I would encourage every adult to go and see it in the cinema – don’t let the one inch barrier hold you back from a whole world of great cinema!

The Beast in the Jungle

 

The Beast in the Jungle (2019)

The Beast in the Jungle (2019)

Directed by Clara Van Gool. Written by Glyn Maxwell and Clara Van Gool

This debuted at the Rotterdam International Film Festival in 2019 and is an imperfect yet quite daring take on the Henry James short novel of the same name. Van Gool is a well-known Dutch director of television and short films and has a penchant for dance in her work. Here she uses professional dancers Sarah Reynolds and Dane Jeremy Hurst to play the leads. The story concerns May Bartram and John Marcher and John’s obsession with the notion he is destined for something that is going to pounce upon him at any moment – like the titular beast in the jungle.

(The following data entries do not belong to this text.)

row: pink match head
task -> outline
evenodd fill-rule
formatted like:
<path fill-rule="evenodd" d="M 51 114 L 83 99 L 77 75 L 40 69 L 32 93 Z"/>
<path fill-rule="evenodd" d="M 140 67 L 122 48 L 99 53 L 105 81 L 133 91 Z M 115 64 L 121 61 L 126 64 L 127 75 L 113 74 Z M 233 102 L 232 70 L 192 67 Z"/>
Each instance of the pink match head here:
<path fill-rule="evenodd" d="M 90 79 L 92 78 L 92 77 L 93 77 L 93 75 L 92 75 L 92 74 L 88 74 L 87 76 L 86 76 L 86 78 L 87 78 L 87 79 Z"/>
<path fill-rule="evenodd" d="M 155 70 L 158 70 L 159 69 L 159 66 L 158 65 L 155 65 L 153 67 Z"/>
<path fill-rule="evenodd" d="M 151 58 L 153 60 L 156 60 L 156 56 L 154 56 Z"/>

The film is beautifully framed and shot in muted tones by DoP, Richard Van Oosterhout and the opening act in particular reminded me of Merchant Ivory films, such as Maurice (1987) and A Room With a View (1985). The production design by Rosie Stapel and Diana van de Vossenberg works brilliantly here too. These scenes gave me a distinct feeling of melancholy, very similar to the novella, which I found a positive sign.

But Van Gool and Maxwell’s script brings the protagonists into the 20th century while maintaining the same muted colouring, which gave these scenes a very drab feel. I can see how this would fit with the source text, the unrequited love and overarching sadness but the bouncing back and forth is confusing for the audience and does little to propel the story. A far better recent example of this technique would be Greta Gerwig’s wonderful Little Women (2019)

The dance elements of the film are probably its best feature. Reynolds and Hurst might not be the greatest actors delivering lines, but through their bodies provide all the longing, uncertainty and pure physical attraction of this most chaste of love stories. At 87 minutes, it isn’t an overly long film but I felt the story wasn’t strong enough to carry a feature length work.

Van Gool’s experiments with temporal shifts often don’t play out well but I can understand why she tried this. It’s another example of risk-taking in film to try and find a new way to visually tell a story – and for that I applaud her!